CSMOT: Make One-Shot Multi-Object Tracking in Crowded Scenes Great Again

Sensors (Basel). 2023 Apr 6;23(7):3782. doi: 10.3390/s23073782.

Abstract

The current popular one-shot multi-object tracking (MOT) algorithms are dominated by the joint detection and embedding paradigm, which have high inference speeds and accuracy, but their tracking performance is unstable in crowded scenes. Not only does the detection branch have difficulty in obtaining the accurate object position, but the ambiguous appearance of features extracted by the re-identification (re-ID) branch also leads to identity switches. Focusing on the above problems, this paper proposes a more robust MOT algorithm, named CSMOT, based on FairMOT. First, on the basis of the encoder-decoder network, a coordinate attention module is designed to enhance the information interaction between channels (horizontal and vertical coordinates), which improves its object-detection abilities.

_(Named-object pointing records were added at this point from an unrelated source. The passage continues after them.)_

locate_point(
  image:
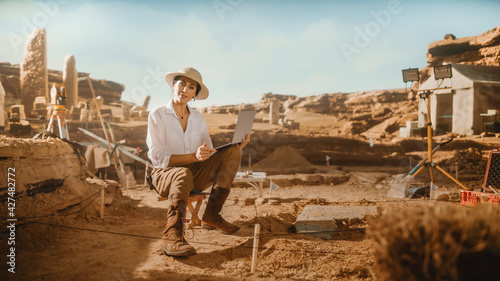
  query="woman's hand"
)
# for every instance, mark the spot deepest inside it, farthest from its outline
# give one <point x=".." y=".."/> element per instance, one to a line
<point x="203" y="152"/>
<point x="242" y="144"/>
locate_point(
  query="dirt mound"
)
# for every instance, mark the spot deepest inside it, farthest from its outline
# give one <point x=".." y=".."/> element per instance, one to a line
<point x="437" y="243"/>
<point x="284" y="157"/>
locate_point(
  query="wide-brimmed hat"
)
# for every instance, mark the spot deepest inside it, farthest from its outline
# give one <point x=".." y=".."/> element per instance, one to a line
<point x="192" y="73"/>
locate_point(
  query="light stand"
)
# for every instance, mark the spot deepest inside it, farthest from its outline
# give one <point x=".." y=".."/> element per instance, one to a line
<point x="440" y="72"/>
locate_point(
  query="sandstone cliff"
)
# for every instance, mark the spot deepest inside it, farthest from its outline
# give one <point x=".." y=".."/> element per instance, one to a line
<point x="482" y="49"/>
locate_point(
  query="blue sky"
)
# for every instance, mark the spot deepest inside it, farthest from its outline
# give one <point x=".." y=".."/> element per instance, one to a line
<point x="243" y="48"/>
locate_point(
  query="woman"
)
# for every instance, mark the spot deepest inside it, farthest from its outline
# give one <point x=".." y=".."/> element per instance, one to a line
<point x="184" y="160"/>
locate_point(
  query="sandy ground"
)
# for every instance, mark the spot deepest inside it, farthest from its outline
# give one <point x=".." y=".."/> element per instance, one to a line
<point x="125" y="245"/>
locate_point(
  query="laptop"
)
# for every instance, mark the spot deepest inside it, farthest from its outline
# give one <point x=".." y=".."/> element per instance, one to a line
<point x="243" y="128"/>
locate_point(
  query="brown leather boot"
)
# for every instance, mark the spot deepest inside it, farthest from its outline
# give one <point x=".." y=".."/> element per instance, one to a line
<point x="174" y="243"/>
<point x="211" y="218"/>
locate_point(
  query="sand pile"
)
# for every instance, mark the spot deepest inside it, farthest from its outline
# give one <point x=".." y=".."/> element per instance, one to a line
<point x="284" y="157"/>
<point x="443" y="242"/>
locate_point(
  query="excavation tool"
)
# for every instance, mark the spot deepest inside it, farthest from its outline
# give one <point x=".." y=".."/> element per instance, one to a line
<point x="58" y="101"/>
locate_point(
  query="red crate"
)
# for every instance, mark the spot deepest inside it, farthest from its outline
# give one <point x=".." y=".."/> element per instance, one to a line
<point x="472" y="198"/>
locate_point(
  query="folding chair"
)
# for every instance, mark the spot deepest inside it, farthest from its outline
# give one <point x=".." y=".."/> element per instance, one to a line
<point x="193" y="198"/>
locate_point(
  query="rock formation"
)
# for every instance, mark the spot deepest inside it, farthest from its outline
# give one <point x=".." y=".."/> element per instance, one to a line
<point x="274" y="112"/>
<point x="9" y="76"/>
<point x="70" y="81"/>
<point x="33" y="75"/>
<point x="482" y="49"/>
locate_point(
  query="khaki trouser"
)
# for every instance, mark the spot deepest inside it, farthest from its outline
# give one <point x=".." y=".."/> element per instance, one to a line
<point x="177" y="182"/>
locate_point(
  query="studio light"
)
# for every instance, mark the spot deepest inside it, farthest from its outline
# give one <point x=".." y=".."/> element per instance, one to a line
<point x="442" y="72"/>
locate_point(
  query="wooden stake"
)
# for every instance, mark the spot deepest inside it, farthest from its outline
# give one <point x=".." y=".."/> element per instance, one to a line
<point x="102" y="203"/>
<point x="255" y="247"/>
<point x="102" y="123"/>
<point x="145" y="174"/>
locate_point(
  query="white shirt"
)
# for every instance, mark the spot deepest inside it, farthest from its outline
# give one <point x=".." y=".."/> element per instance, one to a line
<point x="166" y="137"/>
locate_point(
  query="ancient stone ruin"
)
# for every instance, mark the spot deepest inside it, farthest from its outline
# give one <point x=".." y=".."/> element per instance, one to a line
<point x="33" y="75"/>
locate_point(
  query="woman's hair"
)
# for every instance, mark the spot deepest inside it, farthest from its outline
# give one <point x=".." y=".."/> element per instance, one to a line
<point x="198" y="87"/>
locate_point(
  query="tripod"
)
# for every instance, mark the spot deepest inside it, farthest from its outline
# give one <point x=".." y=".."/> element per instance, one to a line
<point x="59" y="114"/>
<point x="425" y="96"/>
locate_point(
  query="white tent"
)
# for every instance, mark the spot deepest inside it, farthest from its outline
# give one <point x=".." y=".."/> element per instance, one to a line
<point x="471" y="101"/>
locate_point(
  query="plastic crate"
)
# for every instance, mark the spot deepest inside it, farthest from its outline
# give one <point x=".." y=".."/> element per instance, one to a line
<point x="473" y="198"/>
<point x="492" y="175"/>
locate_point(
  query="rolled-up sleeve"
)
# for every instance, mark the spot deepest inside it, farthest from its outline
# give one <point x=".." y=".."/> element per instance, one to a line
<point x="205" y="137"/>
<point x="158" y="152"/>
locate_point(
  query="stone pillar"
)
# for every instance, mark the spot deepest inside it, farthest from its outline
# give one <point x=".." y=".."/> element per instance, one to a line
<point x="33" y="73"/>
<point x="70" y="81"/>
<point x="146" y="102"/>
<point x="2" y="109"/>
<point x="274" y="111"/>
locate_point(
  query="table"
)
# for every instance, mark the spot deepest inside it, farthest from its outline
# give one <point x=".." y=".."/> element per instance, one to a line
<point x="256" y="179"/>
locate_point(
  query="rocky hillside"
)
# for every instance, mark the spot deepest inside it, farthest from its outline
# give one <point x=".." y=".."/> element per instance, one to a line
<point x="9" y="76"/>
<point x="382" y="112"/>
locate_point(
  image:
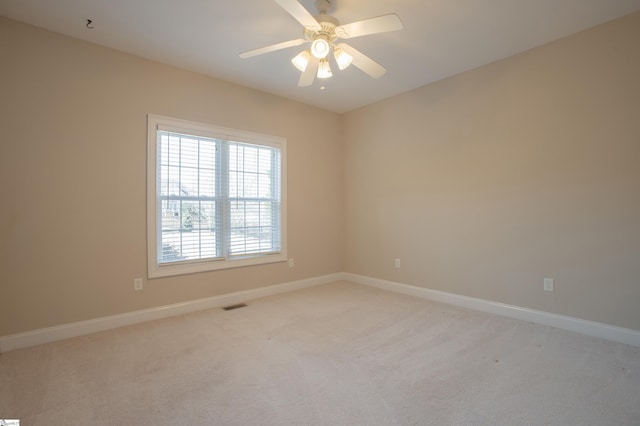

Then, an angle-center loss that effectively maximizes intra-class similarity is proposed to optimize the re-ID branch, and the extracted re-ID features are made more discriminative. We further redesign the re-ID feature dimension to balance the detection and re-ID tasks. Finally, a simple and effective data association mechanism is introduced, which associates each detection instead of just the high-score detections during the tracking process. The experimental results show that our one-shot MOT algorithm achieves excellent tracking performance on multiple public datasets and can be effectively applied to crowded scenes. In particular, CSMOT decreases the number of ID switches by 11.8% and 33.8% on the MOT16 and MOT17 test datasets, respectively, compared to the baseline.

Keywords: angle-center loss; coordinate attention; data association; multi-object tracking; one-shot; re-ID.